The National Patient Safety Foundation declared last week to be Patient Safety Awareness Week. The organization used the occasion to raise community awareness on issues of concern to medical patients. Obviously, our Chicago medical malpractice lawyers understand that virtually everyone would agree that avoiding preventable errors at hospitals and medical centers should be avoided. However, there remains a surprisingly lack of urgency in addressing the problem.
Both a symptom and a cause of this laissez faire attitude is the lack of proper counting of the number of Americans of who die because of preventable medical malpractice. The truth is that we do not fully know the overall scope of medical errors in all contexts. Because inadequate attention has been focused on the issue, resources have not been invested into sufficient tracking of the problem. As a result, less public attention is focused on the overall epidemic. This is a cyclical problem that, in the end, leads to worse patient care for all of us.
A post last week from the Health Affairs Blog emphasized this lack of proper tracking of deaths from medical errors. The post cleverly explores how many of the often used figures seeking to quantify the scope of these errors are actually insufficient.
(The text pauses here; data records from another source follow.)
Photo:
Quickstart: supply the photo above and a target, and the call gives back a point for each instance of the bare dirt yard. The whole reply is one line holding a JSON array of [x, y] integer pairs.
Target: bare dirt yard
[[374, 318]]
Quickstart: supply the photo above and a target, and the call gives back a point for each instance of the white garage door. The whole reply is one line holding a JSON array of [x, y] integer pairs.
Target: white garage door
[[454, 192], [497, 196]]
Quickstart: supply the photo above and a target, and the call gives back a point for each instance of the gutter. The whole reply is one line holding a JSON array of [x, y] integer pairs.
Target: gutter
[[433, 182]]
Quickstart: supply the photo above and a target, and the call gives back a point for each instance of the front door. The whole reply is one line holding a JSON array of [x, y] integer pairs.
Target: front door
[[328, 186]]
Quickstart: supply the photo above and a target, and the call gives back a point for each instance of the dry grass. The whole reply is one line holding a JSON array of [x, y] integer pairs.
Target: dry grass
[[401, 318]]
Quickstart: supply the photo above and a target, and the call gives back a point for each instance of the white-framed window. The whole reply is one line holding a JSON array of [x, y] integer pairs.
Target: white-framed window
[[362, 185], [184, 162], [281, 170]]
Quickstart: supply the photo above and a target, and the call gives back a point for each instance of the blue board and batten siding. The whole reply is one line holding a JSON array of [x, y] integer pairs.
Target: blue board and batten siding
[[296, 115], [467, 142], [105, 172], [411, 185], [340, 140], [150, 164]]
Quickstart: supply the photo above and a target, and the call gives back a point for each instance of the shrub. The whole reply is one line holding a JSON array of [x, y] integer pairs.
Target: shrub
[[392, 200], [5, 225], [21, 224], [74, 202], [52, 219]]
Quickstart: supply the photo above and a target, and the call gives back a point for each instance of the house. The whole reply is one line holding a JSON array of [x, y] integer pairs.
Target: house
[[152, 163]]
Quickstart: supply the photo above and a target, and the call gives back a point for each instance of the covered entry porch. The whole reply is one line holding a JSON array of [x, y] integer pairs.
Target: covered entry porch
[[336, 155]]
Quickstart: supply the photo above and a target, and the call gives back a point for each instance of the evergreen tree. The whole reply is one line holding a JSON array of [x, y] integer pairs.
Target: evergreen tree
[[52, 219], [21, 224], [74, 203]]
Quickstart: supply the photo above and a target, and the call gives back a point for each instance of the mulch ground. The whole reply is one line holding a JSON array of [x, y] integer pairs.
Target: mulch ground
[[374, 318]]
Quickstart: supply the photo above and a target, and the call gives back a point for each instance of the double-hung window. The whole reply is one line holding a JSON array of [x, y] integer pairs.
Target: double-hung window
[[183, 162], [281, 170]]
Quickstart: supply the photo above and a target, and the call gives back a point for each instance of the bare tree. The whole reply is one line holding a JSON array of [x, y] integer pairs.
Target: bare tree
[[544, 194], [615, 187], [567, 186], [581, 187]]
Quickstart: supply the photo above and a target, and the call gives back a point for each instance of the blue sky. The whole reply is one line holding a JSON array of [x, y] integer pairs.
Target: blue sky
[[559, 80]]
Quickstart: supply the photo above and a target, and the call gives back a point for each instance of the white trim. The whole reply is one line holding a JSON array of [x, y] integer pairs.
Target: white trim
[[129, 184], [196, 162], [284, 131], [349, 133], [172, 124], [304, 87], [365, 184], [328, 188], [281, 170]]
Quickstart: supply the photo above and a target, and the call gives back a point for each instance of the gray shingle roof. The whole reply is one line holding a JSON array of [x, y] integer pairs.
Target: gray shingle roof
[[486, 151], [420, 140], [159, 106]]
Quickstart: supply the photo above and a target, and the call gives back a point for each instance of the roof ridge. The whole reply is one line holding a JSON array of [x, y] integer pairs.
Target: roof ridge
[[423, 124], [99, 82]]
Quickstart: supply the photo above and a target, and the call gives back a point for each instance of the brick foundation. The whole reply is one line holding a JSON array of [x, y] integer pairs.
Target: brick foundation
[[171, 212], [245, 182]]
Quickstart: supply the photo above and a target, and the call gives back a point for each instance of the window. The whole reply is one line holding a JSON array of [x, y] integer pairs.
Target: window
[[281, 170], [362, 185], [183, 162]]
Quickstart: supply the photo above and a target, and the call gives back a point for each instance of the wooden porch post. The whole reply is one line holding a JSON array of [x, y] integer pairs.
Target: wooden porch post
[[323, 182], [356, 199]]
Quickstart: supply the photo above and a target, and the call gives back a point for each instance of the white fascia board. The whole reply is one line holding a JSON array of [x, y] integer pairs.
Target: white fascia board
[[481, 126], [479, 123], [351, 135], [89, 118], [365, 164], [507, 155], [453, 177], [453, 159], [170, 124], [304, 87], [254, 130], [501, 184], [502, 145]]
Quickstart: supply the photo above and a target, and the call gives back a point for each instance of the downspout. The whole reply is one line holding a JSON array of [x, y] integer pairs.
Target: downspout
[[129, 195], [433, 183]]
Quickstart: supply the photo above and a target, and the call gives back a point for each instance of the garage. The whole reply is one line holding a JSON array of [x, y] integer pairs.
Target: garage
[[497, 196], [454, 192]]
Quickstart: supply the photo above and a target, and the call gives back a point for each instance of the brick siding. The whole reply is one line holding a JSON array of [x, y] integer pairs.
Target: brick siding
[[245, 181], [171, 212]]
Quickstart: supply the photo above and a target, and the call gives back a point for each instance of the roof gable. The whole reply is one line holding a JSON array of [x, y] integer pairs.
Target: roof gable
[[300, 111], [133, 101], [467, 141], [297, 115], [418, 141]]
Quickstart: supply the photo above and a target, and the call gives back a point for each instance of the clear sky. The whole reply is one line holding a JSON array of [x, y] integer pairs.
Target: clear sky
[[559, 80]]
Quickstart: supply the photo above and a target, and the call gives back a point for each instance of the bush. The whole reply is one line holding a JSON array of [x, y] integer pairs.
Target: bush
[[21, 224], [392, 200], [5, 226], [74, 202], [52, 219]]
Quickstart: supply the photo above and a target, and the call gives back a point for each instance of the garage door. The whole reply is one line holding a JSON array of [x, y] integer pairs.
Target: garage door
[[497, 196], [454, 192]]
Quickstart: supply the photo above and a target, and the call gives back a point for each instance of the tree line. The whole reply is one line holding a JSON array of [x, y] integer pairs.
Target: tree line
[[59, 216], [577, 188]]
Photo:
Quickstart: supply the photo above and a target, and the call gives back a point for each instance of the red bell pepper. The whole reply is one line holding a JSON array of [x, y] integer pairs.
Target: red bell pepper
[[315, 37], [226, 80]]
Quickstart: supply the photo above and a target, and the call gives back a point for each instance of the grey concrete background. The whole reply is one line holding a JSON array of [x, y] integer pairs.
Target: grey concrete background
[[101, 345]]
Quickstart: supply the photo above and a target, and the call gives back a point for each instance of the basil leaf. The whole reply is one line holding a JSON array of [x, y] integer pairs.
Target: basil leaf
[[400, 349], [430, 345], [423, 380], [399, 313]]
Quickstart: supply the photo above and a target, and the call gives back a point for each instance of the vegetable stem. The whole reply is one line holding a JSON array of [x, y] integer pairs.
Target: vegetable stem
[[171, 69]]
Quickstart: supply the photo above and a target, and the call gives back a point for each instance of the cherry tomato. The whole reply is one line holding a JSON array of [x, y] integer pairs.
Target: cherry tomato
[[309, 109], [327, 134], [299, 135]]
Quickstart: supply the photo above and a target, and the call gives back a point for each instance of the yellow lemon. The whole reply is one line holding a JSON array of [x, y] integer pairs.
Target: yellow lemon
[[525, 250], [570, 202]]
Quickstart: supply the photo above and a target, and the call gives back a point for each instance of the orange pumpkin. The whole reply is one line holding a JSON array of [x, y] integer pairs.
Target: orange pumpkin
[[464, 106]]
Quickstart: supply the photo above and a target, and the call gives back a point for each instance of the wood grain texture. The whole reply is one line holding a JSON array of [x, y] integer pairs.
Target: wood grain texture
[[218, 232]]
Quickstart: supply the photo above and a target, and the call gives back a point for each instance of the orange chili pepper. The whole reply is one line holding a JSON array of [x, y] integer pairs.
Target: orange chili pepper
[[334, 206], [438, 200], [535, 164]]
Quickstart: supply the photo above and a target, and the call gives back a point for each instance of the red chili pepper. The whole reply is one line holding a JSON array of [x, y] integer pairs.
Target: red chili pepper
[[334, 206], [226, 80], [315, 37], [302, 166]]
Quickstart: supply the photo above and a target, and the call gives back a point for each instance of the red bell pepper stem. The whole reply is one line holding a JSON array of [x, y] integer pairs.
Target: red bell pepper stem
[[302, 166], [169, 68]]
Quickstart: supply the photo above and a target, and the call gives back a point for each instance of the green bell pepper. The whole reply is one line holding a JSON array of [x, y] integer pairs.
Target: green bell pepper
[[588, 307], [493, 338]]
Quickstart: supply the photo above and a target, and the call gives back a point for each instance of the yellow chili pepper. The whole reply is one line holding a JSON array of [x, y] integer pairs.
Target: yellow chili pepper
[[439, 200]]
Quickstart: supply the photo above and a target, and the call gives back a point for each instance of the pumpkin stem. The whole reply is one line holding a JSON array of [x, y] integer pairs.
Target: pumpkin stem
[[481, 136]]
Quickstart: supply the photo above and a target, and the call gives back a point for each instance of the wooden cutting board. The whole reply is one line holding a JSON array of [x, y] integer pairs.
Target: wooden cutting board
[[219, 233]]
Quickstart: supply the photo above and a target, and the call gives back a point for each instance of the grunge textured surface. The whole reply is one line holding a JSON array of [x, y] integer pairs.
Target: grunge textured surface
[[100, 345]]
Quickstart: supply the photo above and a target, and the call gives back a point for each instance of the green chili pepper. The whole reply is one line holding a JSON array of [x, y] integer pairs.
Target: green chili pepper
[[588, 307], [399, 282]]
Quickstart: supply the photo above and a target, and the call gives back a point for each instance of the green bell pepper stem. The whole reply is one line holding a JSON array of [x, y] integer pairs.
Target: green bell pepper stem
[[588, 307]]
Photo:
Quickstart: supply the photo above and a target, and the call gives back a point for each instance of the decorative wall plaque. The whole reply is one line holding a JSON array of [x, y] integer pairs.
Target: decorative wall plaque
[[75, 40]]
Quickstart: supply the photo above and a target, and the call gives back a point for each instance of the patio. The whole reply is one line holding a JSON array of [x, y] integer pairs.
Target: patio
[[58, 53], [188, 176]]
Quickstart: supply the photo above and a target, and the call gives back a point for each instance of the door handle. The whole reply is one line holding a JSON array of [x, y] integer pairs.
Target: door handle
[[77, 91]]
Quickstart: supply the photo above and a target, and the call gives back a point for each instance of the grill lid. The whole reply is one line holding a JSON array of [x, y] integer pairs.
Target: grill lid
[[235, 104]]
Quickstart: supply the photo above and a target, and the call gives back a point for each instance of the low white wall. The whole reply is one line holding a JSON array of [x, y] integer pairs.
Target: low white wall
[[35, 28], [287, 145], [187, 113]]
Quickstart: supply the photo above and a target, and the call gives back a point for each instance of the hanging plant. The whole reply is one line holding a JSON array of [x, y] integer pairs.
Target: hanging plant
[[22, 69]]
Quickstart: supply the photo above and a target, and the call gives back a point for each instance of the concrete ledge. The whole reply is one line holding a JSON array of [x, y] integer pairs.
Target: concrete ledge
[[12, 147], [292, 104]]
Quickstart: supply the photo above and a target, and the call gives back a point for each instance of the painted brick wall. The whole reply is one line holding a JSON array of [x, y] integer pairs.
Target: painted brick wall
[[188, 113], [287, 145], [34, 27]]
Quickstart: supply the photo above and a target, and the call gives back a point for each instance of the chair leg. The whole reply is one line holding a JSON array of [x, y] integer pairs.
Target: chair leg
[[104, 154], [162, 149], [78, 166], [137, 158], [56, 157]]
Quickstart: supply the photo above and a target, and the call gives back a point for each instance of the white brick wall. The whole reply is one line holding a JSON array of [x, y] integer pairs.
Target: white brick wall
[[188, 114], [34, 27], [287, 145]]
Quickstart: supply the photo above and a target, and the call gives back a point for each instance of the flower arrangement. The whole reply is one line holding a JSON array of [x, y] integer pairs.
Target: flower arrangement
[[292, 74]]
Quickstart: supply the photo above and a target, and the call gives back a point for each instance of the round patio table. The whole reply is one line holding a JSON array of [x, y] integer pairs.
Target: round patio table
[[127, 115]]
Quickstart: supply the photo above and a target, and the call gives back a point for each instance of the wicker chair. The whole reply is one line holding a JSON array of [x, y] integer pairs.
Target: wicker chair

For example, the Illinois medical malpractice attorneys at our firm have frequently referred to the landmark Institute of Medicine study-To Err is Human-which found that upwards of 98,000 patients die every year from preventable errors and more than one million are injured. However, though it may be hard for some to imagine, these figure actually underestimate the problem. That is because the figure does not account for certain types of errors, like central-line associated bloodstream infections (CLABSIs) in outpatient clinics. A Center for Disease Control and Prevention study found that these infections arise in one out of thirty five consultations-with a fatality rate of 25%. In other words, the Institute of Medicine figures fail to count thousands of preventable deaths.
A more recent study from the Department of Health and Human Services (HHS) found that 90,000 patients die each year as a result of preventable medical harm in hospital. This effort was a bit more all-encompassing in the types of harm measured-like hospital acquired infections. However, this HHS study only referred to problems in hospitals. Millions of Americans receive treatment (and are harmed) in different settings and so this effort similarly underestimates the trust cost of the problem. Regardless, this HHS study is an important one, because for the first time it included a rigorous method to actually measure not all of these hospital-acquired infections but only those that were actually preventable. In other words, this 90,000 figure is not some number plucked out of the sky based only on counting up infections-it systematically accounts only for those infections which should not have occurred had care standards been met.
At the end of the day, according to this post, there is simply no current measurement of the total amount of preventable harm caused by medical errors in all medical settings. As a result, it is unlikely that the true scope of the problem will be displayed in high-profile terms that might catch the public attention and actually force changes to improve care.